Steven started working at Chez Panisse in Berkeley, along with Alice Waters (@AliceWaters). There wasn’t a big food movement going on at the time and “Silicon Valley” was still just known as the “Bay Area.” He was 18 the first time he went into Chez Panisse. He started working in the kitchen while attending UC Berkeley. After sometime working, Alice pushed him to go to France and there he started getting into bread: he was really fascinated by baking and needed to know more. After two years he came back and started baking occasionally for a co-op in order to learn more. Soon he was giving bread to restaurants to try it out. He was a maker: he did it just because he enjoyed doing it. Plus, he saw a need for what he was doing. Eventually he made a job out of it.

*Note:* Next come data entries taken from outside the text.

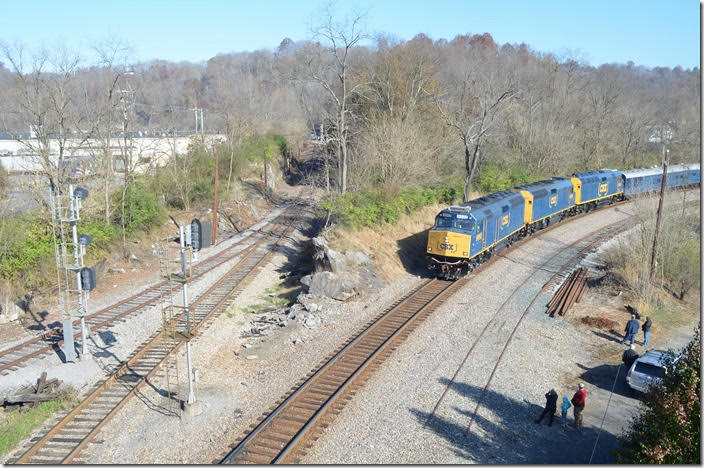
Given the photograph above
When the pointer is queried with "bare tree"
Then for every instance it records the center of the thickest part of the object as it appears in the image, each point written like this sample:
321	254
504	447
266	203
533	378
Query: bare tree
478	89
329	65
47	103
113	58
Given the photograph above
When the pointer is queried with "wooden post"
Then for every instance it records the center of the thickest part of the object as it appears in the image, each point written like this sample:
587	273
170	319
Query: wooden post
215	198
266	178
658	219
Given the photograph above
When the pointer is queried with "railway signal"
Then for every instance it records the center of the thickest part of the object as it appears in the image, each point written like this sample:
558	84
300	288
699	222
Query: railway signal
66	212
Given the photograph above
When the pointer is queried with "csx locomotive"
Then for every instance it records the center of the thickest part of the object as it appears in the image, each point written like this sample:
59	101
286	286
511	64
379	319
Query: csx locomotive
468	234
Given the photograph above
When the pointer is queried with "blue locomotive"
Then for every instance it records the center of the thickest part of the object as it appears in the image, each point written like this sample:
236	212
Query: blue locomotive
466	235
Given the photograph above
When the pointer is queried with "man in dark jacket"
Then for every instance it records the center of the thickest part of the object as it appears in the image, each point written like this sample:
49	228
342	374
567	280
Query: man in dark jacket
550	406
632	328
646	331
629	357
578	401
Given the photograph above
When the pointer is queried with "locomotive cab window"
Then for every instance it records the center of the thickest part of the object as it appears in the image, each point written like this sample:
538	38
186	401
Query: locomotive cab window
464	224
442	221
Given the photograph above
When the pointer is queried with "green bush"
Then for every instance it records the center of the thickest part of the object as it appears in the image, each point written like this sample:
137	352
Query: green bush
142	209
370	208
32	247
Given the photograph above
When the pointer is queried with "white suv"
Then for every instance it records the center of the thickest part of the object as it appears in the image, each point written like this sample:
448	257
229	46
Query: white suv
649	369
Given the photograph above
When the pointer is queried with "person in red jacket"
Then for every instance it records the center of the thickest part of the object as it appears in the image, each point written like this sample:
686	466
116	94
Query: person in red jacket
578	401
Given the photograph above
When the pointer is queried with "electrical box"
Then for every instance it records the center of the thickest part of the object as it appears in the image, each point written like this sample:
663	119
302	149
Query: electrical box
88	279
200	234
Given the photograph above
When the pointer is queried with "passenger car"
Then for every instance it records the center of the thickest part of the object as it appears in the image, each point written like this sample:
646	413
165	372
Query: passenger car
649	369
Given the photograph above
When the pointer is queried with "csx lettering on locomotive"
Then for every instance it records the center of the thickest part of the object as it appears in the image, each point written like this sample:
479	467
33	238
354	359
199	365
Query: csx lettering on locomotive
468	234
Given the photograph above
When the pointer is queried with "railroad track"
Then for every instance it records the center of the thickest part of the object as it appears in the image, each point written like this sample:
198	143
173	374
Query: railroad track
300	416
16	356
287	430
557	262
64	442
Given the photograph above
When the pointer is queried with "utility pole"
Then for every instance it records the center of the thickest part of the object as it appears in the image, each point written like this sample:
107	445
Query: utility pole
653	259
215	196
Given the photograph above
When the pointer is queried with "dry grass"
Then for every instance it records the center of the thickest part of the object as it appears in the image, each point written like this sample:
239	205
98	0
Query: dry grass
395	249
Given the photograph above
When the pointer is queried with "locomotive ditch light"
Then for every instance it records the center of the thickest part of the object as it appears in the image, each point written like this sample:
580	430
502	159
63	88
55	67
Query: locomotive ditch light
80	192
85	239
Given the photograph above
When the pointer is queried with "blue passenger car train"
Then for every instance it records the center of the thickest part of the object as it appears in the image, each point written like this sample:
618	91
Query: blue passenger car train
468	234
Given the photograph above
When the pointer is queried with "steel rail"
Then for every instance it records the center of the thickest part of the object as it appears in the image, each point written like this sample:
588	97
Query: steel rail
336	375
513	293
161	347
600	239
256	445
150	294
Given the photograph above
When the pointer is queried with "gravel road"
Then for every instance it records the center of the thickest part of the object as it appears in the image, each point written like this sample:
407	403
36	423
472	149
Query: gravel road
386	421
390	420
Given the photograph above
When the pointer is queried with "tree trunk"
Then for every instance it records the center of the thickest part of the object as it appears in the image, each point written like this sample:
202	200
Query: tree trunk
471	168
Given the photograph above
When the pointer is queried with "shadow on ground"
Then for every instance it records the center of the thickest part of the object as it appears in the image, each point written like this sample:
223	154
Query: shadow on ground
511	437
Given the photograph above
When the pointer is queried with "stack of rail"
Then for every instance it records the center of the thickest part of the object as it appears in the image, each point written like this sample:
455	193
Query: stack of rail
571	291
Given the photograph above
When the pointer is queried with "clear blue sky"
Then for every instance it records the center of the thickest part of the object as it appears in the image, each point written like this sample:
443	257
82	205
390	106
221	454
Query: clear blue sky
649	32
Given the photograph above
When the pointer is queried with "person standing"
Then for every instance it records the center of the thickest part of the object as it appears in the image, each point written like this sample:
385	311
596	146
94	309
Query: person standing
646	331
565	406
632	328
578	400
629	357
550	406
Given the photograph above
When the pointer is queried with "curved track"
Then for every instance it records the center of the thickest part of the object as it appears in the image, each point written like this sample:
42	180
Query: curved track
64	442
282	435
15	356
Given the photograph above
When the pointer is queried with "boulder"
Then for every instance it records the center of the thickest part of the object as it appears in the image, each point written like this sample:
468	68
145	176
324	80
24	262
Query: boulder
309	320
357	258
11	313
309	302
294	311
326	283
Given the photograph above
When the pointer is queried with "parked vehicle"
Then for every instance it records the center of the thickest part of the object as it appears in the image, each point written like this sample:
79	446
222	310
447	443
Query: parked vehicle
649	369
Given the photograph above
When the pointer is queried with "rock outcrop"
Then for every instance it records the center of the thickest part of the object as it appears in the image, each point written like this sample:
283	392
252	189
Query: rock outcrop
339	276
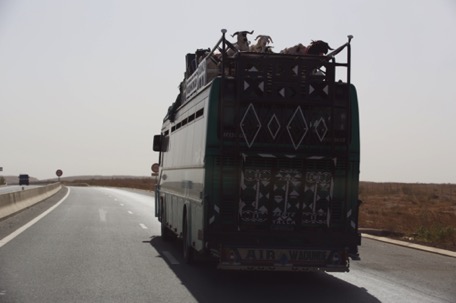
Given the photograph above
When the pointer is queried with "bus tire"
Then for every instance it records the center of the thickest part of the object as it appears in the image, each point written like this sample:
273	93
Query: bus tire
187	248
166	233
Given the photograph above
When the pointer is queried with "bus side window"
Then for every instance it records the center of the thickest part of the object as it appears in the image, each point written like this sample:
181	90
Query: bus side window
157	143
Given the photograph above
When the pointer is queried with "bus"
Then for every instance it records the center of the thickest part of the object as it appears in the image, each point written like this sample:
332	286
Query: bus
259	161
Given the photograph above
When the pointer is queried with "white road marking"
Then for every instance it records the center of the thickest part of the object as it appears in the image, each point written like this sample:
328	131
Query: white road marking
20	230
170	257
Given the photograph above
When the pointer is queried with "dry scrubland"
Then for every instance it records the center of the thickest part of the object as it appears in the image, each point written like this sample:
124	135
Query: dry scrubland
420	213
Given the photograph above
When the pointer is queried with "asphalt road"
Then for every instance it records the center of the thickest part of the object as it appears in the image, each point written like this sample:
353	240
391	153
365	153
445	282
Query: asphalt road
102	245
14	188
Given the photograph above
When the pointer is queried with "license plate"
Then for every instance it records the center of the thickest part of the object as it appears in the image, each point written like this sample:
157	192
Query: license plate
281	256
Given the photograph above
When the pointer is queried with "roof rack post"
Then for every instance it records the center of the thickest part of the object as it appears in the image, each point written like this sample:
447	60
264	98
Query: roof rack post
349	59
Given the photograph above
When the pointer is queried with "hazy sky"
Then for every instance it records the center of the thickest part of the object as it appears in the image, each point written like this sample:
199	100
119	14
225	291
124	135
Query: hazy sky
85	84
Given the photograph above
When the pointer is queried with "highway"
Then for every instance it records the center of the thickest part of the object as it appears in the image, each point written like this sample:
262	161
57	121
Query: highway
103	245
14	188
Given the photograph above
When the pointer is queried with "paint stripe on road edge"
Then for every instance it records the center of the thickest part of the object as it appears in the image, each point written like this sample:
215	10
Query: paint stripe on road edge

Since the beginning all Acme’s whole-grain flours have been organic, and since the nineties, they have incorporated as many organic and locally sourced ingredients as possible. Most significantly, in 1999 they made the switch to 100% organic flour. They use organic California olive oil, organic raisins, pumpkin seeds, and flax seeds, as well as organic California sweet cream butter. Today the company is run by a group of six managing share-holders including Rick Kirkby, Doug Volkmer, Drew Westcott, and Claudio Rezende, along with Steven and Suzie. They have 200 employees. Acme is principally a wholesale bakery but has two retail shops. One is Acme’s original location at the corner of Cedar and San Pablo in Berkeley and the other is in San Francisco’s Ferry Building Marketplace on the Embarcadero. It supplies bread to dozens of restaurants around the Bay Area as well.
Steven talks about himself as a “participant” in the California baking movement, even if he has been the protagonist. He started making organic bread and democratising it when there was a huge need, catalysing a new trend with remarkable impacts. Furthermore, Steven and his team never stopped impacting society: in 2008 they covered their largest wholesale bakery in Berkeley with photovoltaic panels, they fuel all of their diesel trucks (and diesel generators) with “renewable diesel,” they donate all leftover bread to charitable organizations, schools, and non-profits, and they encourage their customers to minimize paper waste by offering a five-cent-per-loaf discount when they forgo all packaging on bread they purchase in Acme shops.